He was silent for a moment, recollecting his argument, then plunged on.

“It was all right when it was instinctive and natural but now it’s so damned self-conscious. They’re picking all their instincts to pieces, reading Freud on sex, analyzing every honest caress, worrying about being submerged in homes and husbands. It’s wrecking, I tell you, Walter. It’s spoiling their grain. And I’ll tell you another thing. It’s the women’s colleges that start it all. If I had my way I’d burn the things to the ground. They start all the trouble.”

Walter broke the silence again.

“The reason I wanted to talk to you was because some of the difficulties you suggest were simmering in my own mind.
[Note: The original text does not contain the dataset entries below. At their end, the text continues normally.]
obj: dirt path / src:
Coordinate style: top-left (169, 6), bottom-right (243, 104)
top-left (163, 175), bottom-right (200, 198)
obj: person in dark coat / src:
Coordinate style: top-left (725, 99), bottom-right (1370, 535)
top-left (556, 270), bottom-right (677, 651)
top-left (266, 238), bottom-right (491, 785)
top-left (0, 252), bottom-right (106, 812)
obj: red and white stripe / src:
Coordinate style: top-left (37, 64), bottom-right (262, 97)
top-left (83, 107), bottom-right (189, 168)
And it always seemed to me that you and Helen got away with the whole business so well. You’ve had children—you’ve managed to keep everything—haven’t you worked it out for yourself anyway?”
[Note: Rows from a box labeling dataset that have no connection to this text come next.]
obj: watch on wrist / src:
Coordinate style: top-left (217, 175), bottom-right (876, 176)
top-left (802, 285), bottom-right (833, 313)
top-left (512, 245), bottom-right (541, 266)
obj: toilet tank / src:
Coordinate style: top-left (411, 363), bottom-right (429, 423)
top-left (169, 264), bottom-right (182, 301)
“You can’t work it out,” said Gage, impatiently, “by just having children. It doesn’t end the chapter.”

“It’s a difficult time.”

“It’s a rotten time. You know I can’t help feeling, Walter, that the women of this generation are potentially all that they claim to be actually. It isn’t that I’d deny them any chance. But to let them be guided by fakirs or by their own inexperience will land them in a worse mess than ever. Look at some of them who have achieved prominence-pictures in the New York Times anyway. Their very pictures show they are neurasthenic. Look at the books written about them that they feed on. Books which won’t allow a single natural normal impulse or fact of sex to go unanalyzed. Books which question every duty. Books which are merely tracts in favor of barrenness. Books written almost always by people who live abnormally. After a diet of that, can any woman live with a man wholesomely—can she keep her mind clear and fine?”

Walter shook his head—then laughed.

“Well—what are you going to do about it?”
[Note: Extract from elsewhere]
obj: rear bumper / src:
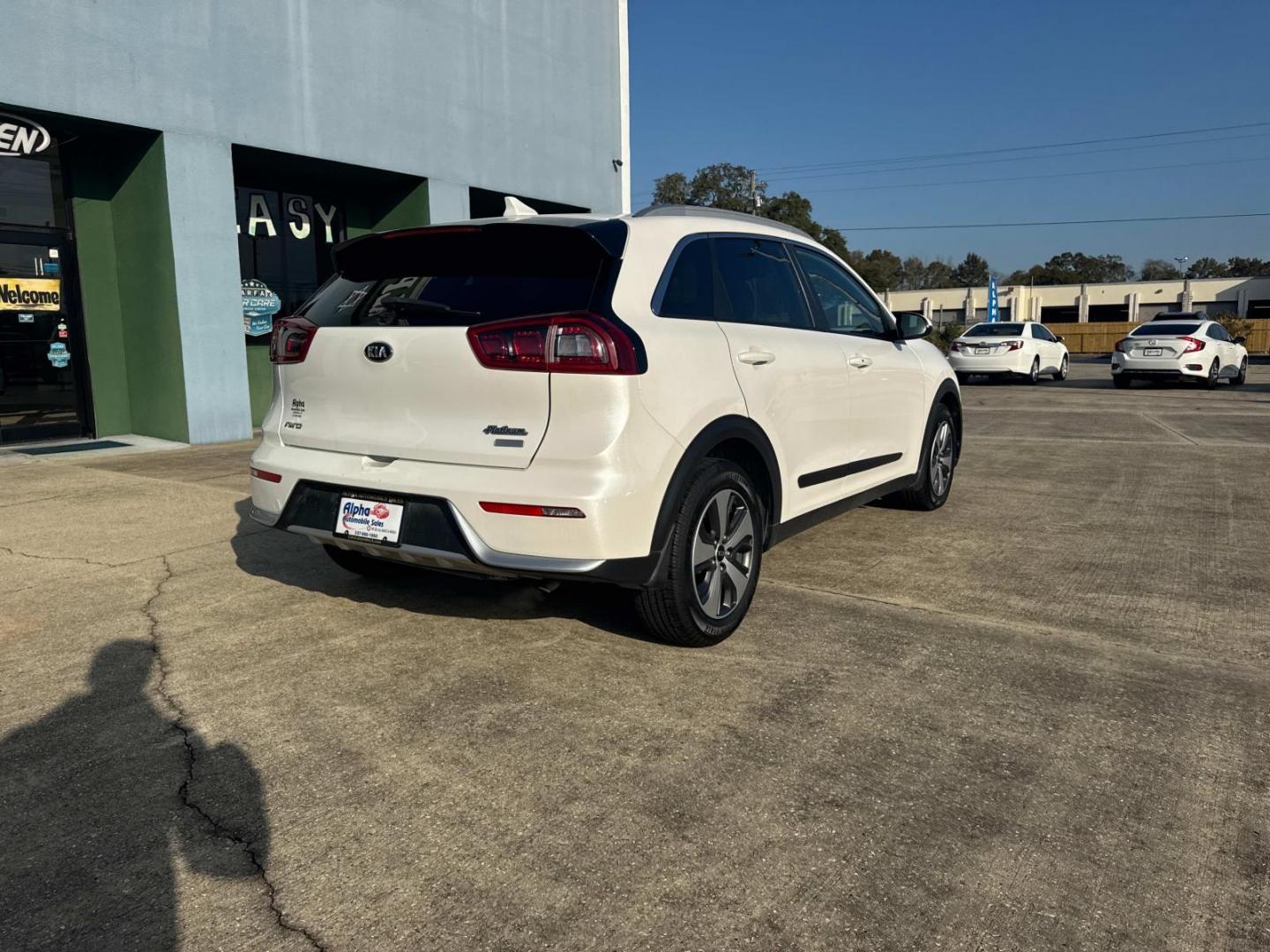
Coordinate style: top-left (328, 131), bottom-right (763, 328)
top-left (251, 480), bottom-right (658, 585)
top-left (1111, 353), bottom-right (1212, 377)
“I’m not going to do a damned thing but growl about it, I suppose. As a matter of fact I don’t care what most women do. But when I see the fakirs lay their hands on Helen—Helen, who is about as perfect a woman—” he stopped abruptly, and then went on. “I’m not a very good person to talk to on this woman question. I’m balled up, you see. I only know that the trend is dangerous. They got their inch of political equality. Now they want an ell. They don’t want to be women any longer.”